Sorprendendo molti osservatori, a luglio 2019 il Consiglio europeo ha raggiunto il consenso attorno al nome di Von der Leyen come candidata alla presidenza della Commissione europea entrante, che dovrebbe insediarsi a fine ottobre. Il nome del ministro è arrivato come soluzione di compromesso che potesse trovare l’appoggio tanto del presidente francese Emmanuel Macron (che si opponeva al candidato ufficiale del Partito popolare europeo, Manfred Weber) quanto dei paesi del gruppo di Visegrád (per i quali era invece inaccettabile un candidato di area socialista o liberale).
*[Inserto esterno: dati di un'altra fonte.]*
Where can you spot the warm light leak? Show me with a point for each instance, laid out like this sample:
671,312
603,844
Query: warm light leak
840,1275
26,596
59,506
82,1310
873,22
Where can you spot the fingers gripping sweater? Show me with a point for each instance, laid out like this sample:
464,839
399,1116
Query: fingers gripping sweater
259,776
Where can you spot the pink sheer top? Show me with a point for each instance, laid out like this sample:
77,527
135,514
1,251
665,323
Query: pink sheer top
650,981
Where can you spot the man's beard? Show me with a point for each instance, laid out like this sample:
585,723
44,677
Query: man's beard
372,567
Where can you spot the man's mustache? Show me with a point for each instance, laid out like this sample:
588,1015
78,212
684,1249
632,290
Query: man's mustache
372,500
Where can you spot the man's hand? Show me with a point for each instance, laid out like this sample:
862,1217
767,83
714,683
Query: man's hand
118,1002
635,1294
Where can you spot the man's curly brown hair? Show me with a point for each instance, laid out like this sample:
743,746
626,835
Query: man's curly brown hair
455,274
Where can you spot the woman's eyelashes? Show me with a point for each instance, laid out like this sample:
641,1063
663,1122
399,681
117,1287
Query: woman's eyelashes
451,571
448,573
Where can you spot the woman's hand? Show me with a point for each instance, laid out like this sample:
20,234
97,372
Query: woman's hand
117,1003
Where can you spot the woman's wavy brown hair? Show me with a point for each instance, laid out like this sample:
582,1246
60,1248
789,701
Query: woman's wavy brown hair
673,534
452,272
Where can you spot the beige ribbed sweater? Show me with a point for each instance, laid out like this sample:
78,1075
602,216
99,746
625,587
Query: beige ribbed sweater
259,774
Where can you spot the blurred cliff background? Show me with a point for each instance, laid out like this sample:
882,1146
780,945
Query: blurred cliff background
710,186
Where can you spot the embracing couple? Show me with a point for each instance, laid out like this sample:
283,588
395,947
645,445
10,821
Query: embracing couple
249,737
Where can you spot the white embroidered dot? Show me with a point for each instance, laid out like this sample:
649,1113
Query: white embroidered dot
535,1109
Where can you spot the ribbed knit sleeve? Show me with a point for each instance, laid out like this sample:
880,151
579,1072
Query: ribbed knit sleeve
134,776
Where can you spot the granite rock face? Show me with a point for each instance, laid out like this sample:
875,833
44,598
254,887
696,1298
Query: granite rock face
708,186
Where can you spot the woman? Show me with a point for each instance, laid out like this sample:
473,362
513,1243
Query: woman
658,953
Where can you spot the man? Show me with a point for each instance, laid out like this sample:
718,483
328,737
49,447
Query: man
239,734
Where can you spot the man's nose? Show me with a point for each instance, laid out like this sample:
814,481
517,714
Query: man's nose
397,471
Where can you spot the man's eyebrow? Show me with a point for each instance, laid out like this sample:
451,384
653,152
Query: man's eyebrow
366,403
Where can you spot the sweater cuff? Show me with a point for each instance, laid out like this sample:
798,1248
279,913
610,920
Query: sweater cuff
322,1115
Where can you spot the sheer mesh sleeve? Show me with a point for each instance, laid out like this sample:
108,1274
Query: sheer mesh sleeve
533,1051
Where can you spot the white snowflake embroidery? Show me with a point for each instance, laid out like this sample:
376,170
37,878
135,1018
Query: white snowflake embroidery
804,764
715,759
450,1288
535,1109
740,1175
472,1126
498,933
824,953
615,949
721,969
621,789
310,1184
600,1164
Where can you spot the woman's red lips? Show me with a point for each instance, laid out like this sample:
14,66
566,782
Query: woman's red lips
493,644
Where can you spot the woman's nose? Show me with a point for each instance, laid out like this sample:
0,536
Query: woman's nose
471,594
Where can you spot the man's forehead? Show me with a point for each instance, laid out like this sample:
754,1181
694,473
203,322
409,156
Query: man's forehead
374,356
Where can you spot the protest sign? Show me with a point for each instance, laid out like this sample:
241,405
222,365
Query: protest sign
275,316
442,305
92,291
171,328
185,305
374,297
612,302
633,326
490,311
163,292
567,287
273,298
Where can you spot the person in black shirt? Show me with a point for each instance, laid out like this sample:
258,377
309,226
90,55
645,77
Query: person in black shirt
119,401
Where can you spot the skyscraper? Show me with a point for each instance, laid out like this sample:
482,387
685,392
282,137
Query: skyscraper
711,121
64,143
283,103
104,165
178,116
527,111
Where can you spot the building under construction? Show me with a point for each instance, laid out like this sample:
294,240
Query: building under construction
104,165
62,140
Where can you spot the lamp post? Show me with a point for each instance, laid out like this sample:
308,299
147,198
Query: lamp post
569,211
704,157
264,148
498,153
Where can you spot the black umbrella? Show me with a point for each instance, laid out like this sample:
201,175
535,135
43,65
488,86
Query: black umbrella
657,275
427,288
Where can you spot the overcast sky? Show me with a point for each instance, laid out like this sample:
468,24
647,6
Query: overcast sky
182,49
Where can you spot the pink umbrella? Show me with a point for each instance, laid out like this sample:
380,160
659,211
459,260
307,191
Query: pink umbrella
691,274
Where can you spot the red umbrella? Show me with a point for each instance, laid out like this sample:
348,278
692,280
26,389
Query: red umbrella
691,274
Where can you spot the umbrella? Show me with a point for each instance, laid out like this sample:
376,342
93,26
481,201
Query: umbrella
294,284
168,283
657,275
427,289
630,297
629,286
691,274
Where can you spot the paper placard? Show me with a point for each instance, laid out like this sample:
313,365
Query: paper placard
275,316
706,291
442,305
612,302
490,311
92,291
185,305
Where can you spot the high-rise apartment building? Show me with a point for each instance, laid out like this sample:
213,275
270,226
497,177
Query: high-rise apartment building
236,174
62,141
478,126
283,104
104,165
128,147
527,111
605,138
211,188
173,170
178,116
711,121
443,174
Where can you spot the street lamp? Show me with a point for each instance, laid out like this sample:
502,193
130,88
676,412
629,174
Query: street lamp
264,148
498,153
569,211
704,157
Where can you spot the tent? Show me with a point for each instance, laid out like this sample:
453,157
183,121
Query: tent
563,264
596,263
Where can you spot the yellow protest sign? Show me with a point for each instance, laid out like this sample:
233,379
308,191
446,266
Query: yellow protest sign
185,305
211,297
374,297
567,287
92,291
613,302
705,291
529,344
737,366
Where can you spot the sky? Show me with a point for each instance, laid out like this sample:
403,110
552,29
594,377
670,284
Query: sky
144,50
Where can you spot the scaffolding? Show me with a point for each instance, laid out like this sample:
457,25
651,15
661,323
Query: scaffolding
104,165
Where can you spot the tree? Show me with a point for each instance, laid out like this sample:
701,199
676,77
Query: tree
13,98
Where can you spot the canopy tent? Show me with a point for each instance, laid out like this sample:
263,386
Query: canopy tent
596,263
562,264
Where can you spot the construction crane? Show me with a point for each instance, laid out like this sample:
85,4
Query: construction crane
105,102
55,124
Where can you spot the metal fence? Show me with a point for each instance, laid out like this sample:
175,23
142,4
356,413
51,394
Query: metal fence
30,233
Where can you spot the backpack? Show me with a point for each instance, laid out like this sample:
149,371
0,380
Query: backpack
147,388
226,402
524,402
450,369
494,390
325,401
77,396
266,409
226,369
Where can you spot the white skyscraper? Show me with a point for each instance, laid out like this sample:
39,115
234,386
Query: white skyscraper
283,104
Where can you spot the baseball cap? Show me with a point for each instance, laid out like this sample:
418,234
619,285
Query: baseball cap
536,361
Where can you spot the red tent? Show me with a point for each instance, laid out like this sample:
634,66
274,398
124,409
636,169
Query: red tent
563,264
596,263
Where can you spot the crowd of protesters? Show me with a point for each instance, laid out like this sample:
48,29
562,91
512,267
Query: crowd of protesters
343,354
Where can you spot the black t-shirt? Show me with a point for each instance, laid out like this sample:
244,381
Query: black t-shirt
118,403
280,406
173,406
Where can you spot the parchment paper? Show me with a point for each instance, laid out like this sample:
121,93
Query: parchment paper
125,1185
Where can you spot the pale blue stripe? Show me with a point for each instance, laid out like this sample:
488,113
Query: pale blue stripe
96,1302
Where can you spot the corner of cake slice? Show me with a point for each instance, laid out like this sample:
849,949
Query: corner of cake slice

La nomina ha però creato dissapori all’interno del Parlamento europeo (che deve votare per approvare la nomina): quest’ultimo guarda con perplessità all’operato di Von der Leyen come ministro e lamenta di non essere stato tenuto in considerazione dal Consiglio nella scelta del candidato presidente.
“Il mio obiettivo sono gli Stati Uniti d’Europa” ha dichiarato Ursula Von der Leyen in un’intervista del 2011, citando come esempi Stati federali come la Svizzera, gli Stati Uniti o la Germania. “Immagino l’Europa dei miei figli e nipoti come un’unione che non sia debole e in preda agli interessi nazionali”. Coerente con tale visione di una UE forte e integrata, Von der Leyen nel suo discorso di candidatura al Parlamento europeo ha proposto varie riforme ambiziose: ha proposto un “Green Deal” per l’Unione europea, ha rinnovato l’appello a concludere l’integrazione del mercato dei capitali e ha promesso di lavorare per l’introduzione di un salario minimo e un programma europeo di lotta alla disoccupazione; inoltre, la candidata si è detta a favore di una riforma del regolamento di Dublino e più in generale della governance europea nel campo dell’immigrazione, così come di un nuovo meccanismo per la salvaguardia dello stato di diritto nell’UE e della costruzione di una capacità militare congiunta tra gli Stati membri.